Kalanikaumakaowākea (or Kalanikaumaka-o-Wākea) was an Aliʻi nui of the island of Maui in ancient Hawaii. He was named after the god called Wākea, who is the Sky father in Hawaiian religion and mythology.

Family 
Kalanikaumakaowākea was the son of the Aliʻi Kauhiakama and his wife, Queen Kapukini III (daughter of Chief Makakaualiʻi); however, some accounts have him the piʻo (the sacred child of the siblings) son of Kauhiakama and his sister Piʻilanikapo.
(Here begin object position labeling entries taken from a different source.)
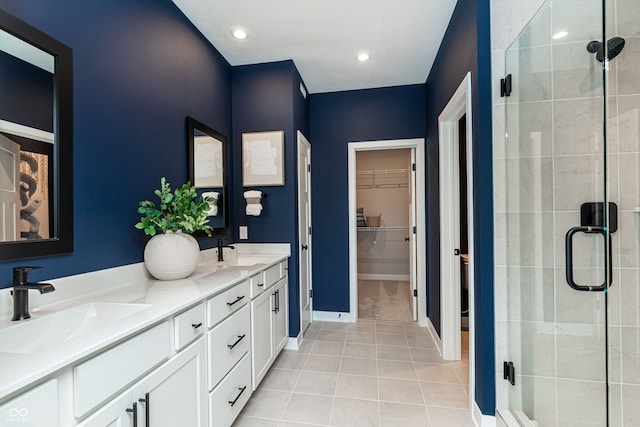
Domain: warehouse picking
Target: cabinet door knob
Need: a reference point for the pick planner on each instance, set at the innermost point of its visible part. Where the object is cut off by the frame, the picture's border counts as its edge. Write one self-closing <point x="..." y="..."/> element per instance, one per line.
<point x="233" y="402"/>
<point x="134" y="413"/>
<point x="240" y="338"/>
<point x="240" y="298"/>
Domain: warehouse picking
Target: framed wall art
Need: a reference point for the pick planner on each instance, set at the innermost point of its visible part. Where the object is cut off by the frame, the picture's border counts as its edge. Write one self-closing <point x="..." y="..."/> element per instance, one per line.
<point x="263" y="159"/>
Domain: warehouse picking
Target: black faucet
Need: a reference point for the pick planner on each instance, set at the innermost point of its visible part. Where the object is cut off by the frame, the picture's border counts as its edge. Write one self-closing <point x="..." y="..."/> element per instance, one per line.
<point x="20" y="292"/>
<point x="220" y="246"/>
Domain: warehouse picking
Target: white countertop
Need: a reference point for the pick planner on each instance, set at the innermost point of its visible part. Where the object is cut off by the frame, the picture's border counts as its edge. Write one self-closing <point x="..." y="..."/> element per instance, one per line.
<point x="127" y="284"/>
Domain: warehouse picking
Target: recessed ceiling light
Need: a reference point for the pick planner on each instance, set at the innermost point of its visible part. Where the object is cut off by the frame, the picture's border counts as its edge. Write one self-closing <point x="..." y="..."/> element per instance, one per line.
<point x="239" y="33"/>
<point x="363" y="56"/>
<point x="560" y="35"/>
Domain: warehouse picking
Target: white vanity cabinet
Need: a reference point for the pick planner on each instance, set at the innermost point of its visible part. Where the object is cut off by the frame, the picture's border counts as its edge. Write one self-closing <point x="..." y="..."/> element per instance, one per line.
<point x="194" y="365"/>
<point x="269" y="321"/>
<point x="229" y="348"/>
<point x="35" y="408"/>
<point x="173" y="394"/>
He was a member of the Paumakua dynasty.

Kalanikaumakaowākea married a woman named Kekaikuihala (Kaneakaula), whose parents were Chief Kuhinahinau of Kawaihae and his wife Keakahiwaʻakama.
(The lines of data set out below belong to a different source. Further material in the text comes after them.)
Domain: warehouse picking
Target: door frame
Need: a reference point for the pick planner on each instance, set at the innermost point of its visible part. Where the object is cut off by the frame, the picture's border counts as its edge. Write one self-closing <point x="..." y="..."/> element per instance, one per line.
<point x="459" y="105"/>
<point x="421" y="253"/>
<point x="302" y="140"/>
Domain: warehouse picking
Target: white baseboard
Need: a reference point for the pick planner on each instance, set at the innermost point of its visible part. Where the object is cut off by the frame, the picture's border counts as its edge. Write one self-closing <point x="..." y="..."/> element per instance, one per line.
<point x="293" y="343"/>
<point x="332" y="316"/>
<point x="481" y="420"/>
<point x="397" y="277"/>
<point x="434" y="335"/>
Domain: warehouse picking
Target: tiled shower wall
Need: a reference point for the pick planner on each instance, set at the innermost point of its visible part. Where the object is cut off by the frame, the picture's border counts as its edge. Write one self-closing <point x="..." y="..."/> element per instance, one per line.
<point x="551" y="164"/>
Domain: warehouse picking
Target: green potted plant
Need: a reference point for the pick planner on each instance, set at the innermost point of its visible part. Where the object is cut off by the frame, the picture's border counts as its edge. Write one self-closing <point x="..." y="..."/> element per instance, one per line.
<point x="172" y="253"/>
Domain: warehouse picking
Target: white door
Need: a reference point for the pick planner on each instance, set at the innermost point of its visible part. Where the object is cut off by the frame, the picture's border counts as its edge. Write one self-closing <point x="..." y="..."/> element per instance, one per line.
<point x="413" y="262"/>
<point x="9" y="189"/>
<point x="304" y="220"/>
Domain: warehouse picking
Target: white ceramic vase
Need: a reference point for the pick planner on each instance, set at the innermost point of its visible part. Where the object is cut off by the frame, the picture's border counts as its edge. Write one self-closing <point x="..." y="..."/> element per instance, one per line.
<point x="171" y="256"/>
These are the children of Kalanikaumakaowākea and Kekaikuihala:
Piʻilaniwahine II, mother of Queen Lonomaʻaikanaka
King Lonohonuakini of Maui, named after Lono
Kalanikauanakikilani

Kalanikaumakaowākea also had a second wife named Makakuwahine (wahine = "woman"), who was the daughter of Kanelaʻaukahi and Kamaka, of the Keaunui-a-Maweke-Laakona family. With Makaku, Kalanikaumakaowākea had a son named ʻUmi-a-Liloa II. Another son named Kauloaiwi has an unknown mother.